If you had stood at the entrance to one of the buildings nine years ago with a bullhorn and a large sign that said, “Prepare to meet your God,” you would have been discounted as a kook. And yet, even though Tuesday, Sept. 11, 2001 was a unique day in so many respects, it was a day just like any other in one regard.

On that day, thousands were ushered into eternity. Some were prepared, others were not. The only thing that makes that Tuesday nine years ago as unique is that so many were in the same place when it happened. But every day, thousands and thousands from all over the globe find themselves stepping into eternity. For some, God has graciously given them time to prepare in that they knew the end of this life was coming. But for others, just like last on 9-11-01, there was no time to prepare. There was no chance to make amends, no opportunity to say goodbye, no time to be made right with God. 

The World Trade Towers were the symbol of America’s economic might. Some of the wealthiest people in the world worked in that building. And yet, when the time came for them to stand before God, it made no difference who was rich or poor, who was male or female, who was black or white. The size of the portfolio that seemed so crucial to their existence the day before, suddenly made no difference at all.

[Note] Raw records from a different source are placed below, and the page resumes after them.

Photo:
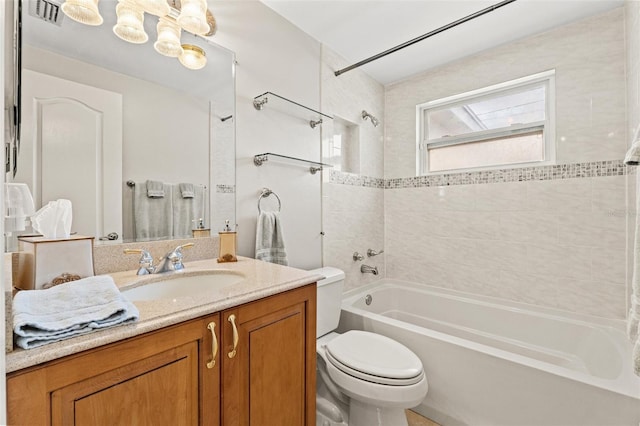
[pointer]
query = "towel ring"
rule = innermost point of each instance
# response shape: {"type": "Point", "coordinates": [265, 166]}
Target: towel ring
{"type": "Point", "coordinates": [265, 193]}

All that mattered was that person’s relationship with the Savior. I’m convinced that many taken in that catastrophe heard that promise of grace and believed it. In a tragedy of this magnitude, there are undoubtedly a large number of God’s people represented among the fallen. And now, they are absent from the body and present with the Lord. We rejoice in God’s grace for all those who die in the Lord, because it was God’s grace alone provided for them.

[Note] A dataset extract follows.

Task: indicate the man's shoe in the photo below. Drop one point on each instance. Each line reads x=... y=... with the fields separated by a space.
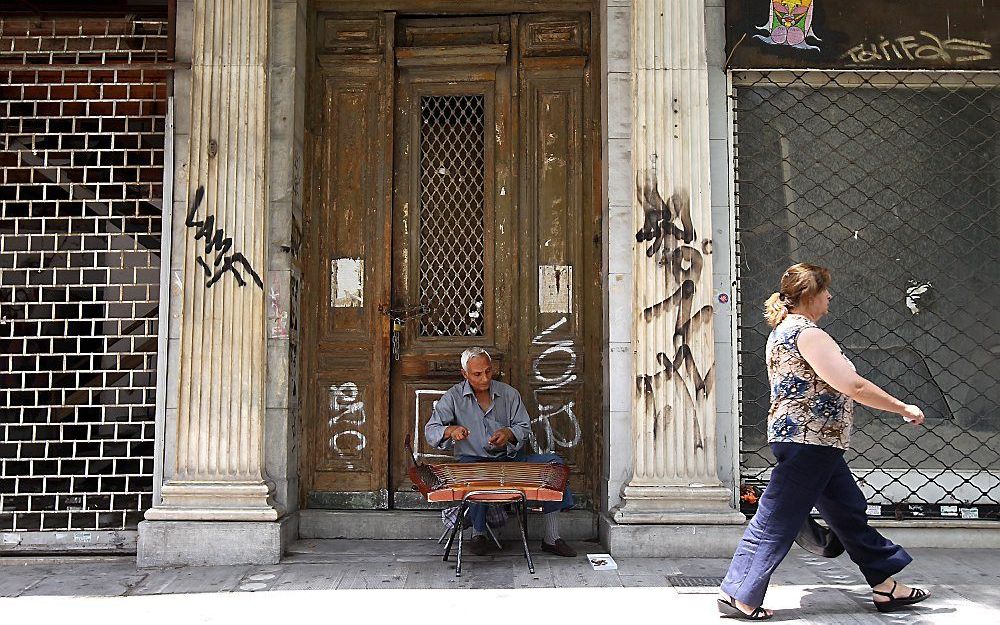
x=560 y=548
x=479 y=545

 But I am also convinced that many were taken quite by surprise. There were undoubtedly many who were not ready. 

The Word of God says that for anyone to receive the gift of eternal life and the promise of a home with God, they must have Jesus Christ as their Savior. The Bible says, “Believe on the Lord Jesus Christ and you will be saved.”

I must remind you that although God’s grace is sufficient for you no matter what you’ve done in the past, you dare not spurn it. God is not only a God of love and grace, he is also a holy and righteous God—a God who must and will judge those who refuse to accept his free gift of eternal life. 

You need to know that before God we are all sinners.  “All have sinned and fallen short of the glory of God.”  There is not a person reading these words who has not sinned. Every one of us has disobeyed God and rebelled against his standards. The Bible clearly teaches that the wages of sin is death (Rom 6:23). The death of a believer is an entrance into life. But for those who don’t know the Savior in a personal way, physical death merely leads to eternal death. The last book in the Bible defines this death as being cast into the lake of fire (Rev 20:11-14).

The Good News is that a provision has been made. But it must be accepted. Because Jesus died, he can offer to us forgiveness. He offers it as a gift, but a gift must be accepted. 

One day when Jesus was teaching his disciples, he mentioned to them an incident somewhat similar to what we’ve witnessed this past week. He spoke of a tower at a place called Siloam. This tower collapsed and killed 18 people. And then Jesus said this, “Do you think they were more guilty than all the others living in Jerusalem? I tell you, no! But unless you repent, you too will perish.”

Why not come to the Savior today, while there is still time, while God has still graciously allowed you the opportunity? For who knows what will happen tomorrow?